FP8 Training Matches BF16 Accuracy
Technical reports show that training large language models with FP8 (8-bit floating point) precision can now match the accuracy of BF16. This advance can cut compute and memory requirements by nearly half, delivering 30-40% throughput gains, but requires deployment on NVIDIA's Hopper or Blackwell series GPUs.

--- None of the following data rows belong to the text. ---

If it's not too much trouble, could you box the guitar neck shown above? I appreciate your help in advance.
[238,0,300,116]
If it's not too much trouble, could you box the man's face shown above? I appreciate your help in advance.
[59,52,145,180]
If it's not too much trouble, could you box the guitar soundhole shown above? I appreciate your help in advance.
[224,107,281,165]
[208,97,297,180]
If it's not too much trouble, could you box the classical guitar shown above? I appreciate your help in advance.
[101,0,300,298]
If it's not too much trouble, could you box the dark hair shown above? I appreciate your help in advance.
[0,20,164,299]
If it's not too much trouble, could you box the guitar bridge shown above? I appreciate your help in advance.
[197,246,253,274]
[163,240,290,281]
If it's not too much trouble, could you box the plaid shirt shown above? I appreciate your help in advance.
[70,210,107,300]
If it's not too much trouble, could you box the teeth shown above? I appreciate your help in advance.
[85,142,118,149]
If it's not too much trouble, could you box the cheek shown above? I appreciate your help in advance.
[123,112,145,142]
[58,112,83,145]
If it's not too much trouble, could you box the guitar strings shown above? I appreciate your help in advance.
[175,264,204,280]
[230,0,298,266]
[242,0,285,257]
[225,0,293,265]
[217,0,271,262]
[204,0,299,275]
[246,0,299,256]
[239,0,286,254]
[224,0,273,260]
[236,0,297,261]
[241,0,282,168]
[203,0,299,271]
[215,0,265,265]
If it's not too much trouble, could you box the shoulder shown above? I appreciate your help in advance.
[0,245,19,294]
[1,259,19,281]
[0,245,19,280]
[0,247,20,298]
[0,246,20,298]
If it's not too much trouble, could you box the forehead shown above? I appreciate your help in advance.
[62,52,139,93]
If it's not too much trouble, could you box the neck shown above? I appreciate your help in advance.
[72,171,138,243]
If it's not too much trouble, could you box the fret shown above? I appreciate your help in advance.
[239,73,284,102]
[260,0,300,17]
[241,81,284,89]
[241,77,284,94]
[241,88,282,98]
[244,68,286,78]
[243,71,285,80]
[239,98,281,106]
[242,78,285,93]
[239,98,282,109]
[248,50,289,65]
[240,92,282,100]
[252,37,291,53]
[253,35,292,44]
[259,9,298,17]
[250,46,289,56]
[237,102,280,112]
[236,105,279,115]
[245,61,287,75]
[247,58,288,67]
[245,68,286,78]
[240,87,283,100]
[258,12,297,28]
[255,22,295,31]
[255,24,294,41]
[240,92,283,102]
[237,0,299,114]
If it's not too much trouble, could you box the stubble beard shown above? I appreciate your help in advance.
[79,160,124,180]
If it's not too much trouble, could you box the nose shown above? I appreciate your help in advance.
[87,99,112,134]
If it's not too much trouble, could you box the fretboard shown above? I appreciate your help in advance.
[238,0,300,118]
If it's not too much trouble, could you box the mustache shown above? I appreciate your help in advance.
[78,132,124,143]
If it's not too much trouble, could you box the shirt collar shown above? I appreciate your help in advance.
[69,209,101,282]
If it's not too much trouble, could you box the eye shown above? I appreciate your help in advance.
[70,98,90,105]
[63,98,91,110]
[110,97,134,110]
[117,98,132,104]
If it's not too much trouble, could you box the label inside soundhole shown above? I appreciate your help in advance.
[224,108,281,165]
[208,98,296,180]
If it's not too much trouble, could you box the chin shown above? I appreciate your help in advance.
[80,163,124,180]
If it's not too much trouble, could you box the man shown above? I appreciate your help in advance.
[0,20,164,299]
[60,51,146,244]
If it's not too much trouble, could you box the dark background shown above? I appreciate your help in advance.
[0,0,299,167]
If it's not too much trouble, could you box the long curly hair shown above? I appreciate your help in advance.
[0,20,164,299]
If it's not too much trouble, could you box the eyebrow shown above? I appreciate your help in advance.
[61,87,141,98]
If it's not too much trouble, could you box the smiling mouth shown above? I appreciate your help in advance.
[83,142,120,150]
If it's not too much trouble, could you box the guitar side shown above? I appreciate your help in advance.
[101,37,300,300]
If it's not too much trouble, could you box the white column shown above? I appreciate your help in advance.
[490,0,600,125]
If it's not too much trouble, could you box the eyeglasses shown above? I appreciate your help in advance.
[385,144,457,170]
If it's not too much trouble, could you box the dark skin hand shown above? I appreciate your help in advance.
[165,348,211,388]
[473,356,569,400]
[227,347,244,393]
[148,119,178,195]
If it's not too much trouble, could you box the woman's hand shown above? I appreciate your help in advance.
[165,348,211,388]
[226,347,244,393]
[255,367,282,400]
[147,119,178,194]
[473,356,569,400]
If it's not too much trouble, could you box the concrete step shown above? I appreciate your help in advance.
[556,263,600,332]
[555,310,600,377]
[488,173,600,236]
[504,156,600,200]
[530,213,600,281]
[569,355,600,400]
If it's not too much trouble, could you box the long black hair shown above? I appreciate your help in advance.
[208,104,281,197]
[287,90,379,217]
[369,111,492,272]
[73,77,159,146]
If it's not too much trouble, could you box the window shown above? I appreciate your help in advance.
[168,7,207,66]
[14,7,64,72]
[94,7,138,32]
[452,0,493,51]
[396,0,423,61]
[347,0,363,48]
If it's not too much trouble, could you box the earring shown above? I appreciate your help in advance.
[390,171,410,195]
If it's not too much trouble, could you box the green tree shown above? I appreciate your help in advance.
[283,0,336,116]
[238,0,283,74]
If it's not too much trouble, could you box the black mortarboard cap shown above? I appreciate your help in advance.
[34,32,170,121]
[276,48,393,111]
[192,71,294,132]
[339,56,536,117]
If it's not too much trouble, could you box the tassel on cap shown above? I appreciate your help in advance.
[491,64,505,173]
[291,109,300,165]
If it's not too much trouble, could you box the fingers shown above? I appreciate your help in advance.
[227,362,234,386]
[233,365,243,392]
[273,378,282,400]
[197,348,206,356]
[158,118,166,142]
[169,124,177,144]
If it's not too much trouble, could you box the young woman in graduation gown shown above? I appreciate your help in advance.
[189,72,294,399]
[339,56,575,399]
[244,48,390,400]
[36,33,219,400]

- The key software enabler is NVIDIA's Transformer Engine, a library that automatically manages mixed precision by deciding which layers to run in FP8 and which to keep in a higher precision format to maintain numerical stability. - FP8 utilizes two distinct 8-bit floating-point formats: E4M3 (4 exponent, 3 mantissa bits) for its higher precision in forward passes and E5M2 (5 exponent, 2 mantissa bits) for its wider dynamic range, which is better suited for handling gradients during the backward pass. - The technique was introduced with the fourth-generation Tensor Cores in the Hopper GPU architecture, which are capable of FP8 operations and can offer double the computational throughput of 16-bit operations. - For inference, quantizing a model like Mistral 7B from FP16 to FP8 has shown a 33% increase in output tokens per second and a 24% reduction in cost per million tokens. - Achieving stable training required overcoming the limited dynamic range of an 8-bit format; this is handled by techniques like delayed scaling, where scaling factors are dynamically computed to prevent the loss of gradient information. - Beyond training, FP8's reduced memory footprint for weights, activations, and the KV cache is highly beneficial for inference on multi-instance GPUs (MIGs), which may have as little as 10GB of VRAM. - While PyTorch lacks a native FP8 datatype, the Transformer Engine library integrates with it—as well as with JAX and TensorFlow—by providing specialized modules and an `fp8_autocast` context manager.